Med Students & Residents: Start with Yourselves - U of U School of Medicine
Sep 30, 2019 10:00 AM
Darrell Kirch, MD, encourages future medical leaders to bring their best selves to clinical work and teamwork.
Approximately 75 medical students, residents, faculty, and staff packed the Alumni Hall at the Spencer F. and Cleone P. Eccles Health Sciences Education Building (HSEB) for a lunchtime question and answer session with special guest Darrell G. Kirch, MD, President Emeritus, Association of American Medical Colleges.
Most in attendance were students, interested in Kirch’s views on the future of medical-based education programs, student debt, and more.
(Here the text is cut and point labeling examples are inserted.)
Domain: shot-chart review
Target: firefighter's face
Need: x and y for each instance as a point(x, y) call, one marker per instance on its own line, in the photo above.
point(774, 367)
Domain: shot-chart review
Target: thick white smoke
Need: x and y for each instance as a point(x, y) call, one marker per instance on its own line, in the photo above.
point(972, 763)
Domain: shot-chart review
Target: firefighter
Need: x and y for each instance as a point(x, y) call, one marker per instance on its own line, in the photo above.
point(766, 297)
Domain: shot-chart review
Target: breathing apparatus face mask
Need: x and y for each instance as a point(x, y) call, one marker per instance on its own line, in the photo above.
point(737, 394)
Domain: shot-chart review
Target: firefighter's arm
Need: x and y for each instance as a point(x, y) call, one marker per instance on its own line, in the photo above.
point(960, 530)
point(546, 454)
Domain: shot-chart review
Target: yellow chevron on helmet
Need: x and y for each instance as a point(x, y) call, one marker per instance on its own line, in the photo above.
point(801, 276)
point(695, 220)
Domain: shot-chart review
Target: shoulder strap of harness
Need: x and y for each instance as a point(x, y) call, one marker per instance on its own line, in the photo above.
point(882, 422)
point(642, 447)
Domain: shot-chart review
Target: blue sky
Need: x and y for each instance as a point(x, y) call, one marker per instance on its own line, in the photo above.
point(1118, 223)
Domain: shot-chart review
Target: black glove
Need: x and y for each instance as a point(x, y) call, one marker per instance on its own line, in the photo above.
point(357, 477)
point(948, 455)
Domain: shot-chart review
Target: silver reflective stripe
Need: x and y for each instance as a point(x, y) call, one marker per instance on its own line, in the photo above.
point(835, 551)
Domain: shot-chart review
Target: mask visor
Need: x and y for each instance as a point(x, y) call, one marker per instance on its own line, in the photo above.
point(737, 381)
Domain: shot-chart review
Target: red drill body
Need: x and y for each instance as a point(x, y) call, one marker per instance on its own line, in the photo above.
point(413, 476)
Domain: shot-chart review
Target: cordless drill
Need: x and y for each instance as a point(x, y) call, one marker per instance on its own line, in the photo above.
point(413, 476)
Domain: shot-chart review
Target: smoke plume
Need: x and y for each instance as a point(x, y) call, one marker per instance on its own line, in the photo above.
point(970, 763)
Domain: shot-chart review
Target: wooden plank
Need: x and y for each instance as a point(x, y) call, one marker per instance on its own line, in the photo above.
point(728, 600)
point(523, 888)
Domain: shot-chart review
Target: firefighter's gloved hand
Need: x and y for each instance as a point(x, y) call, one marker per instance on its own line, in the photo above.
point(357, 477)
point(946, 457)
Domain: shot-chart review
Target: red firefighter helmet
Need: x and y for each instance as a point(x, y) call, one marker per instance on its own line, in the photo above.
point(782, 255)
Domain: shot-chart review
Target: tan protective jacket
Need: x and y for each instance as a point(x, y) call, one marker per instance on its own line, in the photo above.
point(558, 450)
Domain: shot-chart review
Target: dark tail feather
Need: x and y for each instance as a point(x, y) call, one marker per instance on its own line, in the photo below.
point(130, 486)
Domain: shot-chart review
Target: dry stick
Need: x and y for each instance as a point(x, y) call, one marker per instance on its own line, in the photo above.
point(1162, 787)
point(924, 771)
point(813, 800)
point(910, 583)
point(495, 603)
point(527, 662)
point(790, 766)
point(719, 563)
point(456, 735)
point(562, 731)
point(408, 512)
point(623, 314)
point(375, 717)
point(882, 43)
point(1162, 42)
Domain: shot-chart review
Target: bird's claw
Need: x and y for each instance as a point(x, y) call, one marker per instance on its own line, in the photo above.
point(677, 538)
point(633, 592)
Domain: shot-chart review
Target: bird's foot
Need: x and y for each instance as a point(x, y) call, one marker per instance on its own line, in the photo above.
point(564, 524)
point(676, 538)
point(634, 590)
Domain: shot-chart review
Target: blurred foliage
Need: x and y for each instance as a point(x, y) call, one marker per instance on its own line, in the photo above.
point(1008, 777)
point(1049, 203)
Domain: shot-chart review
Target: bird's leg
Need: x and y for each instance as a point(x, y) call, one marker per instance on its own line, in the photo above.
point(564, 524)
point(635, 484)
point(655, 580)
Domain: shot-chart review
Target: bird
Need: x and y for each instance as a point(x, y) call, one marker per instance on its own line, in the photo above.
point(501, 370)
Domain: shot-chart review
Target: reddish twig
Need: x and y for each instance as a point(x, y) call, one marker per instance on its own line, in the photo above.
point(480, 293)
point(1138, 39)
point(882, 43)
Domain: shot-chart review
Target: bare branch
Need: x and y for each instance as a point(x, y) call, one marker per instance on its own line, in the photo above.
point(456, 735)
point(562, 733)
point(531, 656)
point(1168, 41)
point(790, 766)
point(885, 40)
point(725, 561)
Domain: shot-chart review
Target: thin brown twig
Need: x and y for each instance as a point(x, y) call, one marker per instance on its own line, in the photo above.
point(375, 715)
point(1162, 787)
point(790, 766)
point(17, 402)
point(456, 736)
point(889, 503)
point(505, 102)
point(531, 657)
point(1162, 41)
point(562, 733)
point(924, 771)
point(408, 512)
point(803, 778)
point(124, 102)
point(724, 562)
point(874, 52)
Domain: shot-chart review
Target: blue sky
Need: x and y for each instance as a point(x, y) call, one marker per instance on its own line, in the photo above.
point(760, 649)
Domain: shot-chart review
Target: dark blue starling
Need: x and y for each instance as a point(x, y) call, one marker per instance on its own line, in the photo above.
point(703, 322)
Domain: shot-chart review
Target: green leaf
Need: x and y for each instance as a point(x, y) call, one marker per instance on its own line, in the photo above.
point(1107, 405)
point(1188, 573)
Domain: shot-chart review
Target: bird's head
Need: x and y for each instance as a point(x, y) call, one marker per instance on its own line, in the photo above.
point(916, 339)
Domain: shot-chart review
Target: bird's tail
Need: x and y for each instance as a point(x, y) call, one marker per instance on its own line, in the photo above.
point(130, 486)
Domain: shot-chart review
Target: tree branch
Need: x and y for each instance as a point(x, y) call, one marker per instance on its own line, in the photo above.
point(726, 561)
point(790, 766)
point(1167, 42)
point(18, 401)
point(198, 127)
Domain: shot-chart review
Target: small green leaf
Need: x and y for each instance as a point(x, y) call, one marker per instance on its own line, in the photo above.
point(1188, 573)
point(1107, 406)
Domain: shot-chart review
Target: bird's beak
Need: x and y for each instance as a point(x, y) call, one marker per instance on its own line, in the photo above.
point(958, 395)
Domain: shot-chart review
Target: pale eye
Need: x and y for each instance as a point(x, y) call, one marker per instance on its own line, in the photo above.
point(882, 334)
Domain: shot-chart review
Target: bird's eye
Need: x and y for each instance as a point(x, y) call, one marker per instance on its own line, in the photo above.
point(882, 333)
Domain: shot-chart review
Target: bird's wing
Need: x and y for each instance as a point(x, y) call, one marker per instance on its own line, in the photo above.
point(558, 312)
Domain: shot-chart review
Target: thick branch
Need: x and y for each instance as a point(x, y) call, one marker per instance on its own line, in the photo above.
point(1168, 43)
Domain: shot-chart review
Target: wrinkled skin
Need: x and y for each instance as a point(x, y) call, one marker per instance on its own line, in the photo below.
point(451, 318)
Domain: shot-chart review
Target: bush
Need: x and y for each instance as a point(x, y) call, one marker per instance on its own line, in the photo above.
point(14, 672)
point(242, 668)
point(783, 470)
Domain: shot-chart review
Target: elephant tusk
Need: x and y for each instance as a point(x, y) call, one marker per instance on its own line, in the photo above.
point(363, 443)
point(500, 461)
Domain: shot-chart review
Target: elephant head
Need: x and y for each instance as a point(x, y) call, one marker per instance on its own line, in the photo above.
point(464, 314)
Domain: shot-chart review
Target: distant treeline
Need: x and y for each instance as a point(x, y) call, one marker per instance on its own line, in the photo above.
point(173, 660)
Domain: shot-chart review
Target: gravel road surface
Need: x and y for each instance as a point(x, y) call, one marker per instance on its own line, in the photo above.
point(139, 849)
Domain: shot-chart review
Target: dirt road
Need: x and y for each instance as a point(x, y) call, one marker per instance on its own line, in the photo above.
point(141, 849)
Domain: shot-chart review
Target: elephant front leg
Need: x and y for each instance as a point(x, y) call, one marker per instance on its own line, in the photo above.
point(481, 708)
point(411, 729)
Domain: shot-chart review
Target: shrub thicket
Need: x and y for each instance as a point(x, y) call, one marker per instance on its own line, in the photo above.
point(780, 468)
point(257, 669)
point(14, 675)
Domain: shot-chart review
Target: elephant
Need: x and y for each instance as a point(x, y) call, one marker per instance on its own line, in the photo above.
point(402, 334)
Striking up an amicable rapport, Kirch carefully considered a wide range of questions on topics such as shifting residency caps, national healthcare policy, funding needs/loan disbursement, insurance, and aging populations in need of care.
He made a special point to gather audience insight on medical school applications and residency requirements, acknowledging the intense worry of scoring highly and making it into desired specialties. He asked students to think critically about the current application process and implications of changing scoring criteria.
Kirch set an inspiring tone for his remarks, repeatedly encouraging students to focus on personal strengths and integrity to create positive change in their fields.
“Knowledge is individual, and valuable,” he explained. “Focus on what you can personally bring to the table.”
Kirch urged students to be active in their education and thoughtful in their professional pathways. Responding to a question on competition among specialty areas, he called for focus on becoming part of a team and building an effective force to get the job done and done well.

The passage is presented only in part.